SPRINGFIELD, Ill.—Remember how, back in March, Standard Innovation, the manufacturers of the We-Vibe line of products (not to mention the We-Connect tracking phone app that goes with them), settled a privacy violation lawsuit filed them by two women who didn't want the company to be able to track online how much fun they were having with the company's products?
See, the We-Connect app would allow the purchaser to use their smartphone to control the speed and some other qualities of the vibrator, but what some apparently didn't realize was that the app was also broadcasting user data back to Standard Innovation, including intimate user preference details such as date and time of each use, the chosen vibration intensity and pattern, and the email addresses of users who registered with the app.

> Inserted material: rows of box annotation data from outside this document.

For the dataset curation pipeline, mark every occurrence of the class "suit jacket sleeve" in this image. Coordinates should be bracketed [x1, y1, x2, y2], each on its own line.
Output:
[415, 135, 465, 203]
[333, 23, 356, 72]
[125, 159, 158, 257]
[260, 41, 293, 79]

When they found out, some felt this was a violation of their privacy.
And remember how AVN reported at the time that the plaintiffs and a bunch of other folks who could have have been included in a class action suit against S.I. if it had been so certified were going to split a settlement totaling $3.75 million, with the two named plaintiffs getting $5,000 each, leaving quite a bit of cash left over for the rest of S.I.'s 300,000 customers, only a third of whom actually used the We-Connect app?
Eh, not so fast.
Seems that the attorneys for the actual plaintiffs, identified only by their initials N.P. and P.S., are looking for $1.1 million in attorney fees for the case, which since its filing last September has yet to see the inside of a courtroom, while all of the other purchasers of We-Vibe products would each get a maximum of $100, or possibly as little as $20, depending on which product they bought.
"The settlement secures extraordinary relief for the settlement class," the three attorneys from Edelson PC wrote in their motion filed last Thursday. "The fruit of class counsel's efforts compares favorably to the majority of privacy class action settlements, which often result in nominal amounts of money being paid directly to the class or indirect payments through cy pres donations. ... By contrast, many class action settlements in the privacy space to provide no monetary relief to class members at all."
In any case, the attorneys argue that the $1.1 million represents about one-third of the total award, which is "comfortably within the going market rate" for a settlement of this sort.
No word yet on what Standard Innovation thinks for the proposed fee. Same goes for the judge in the case, Judge Virginia M. Kendall of the Northern District of Illinois.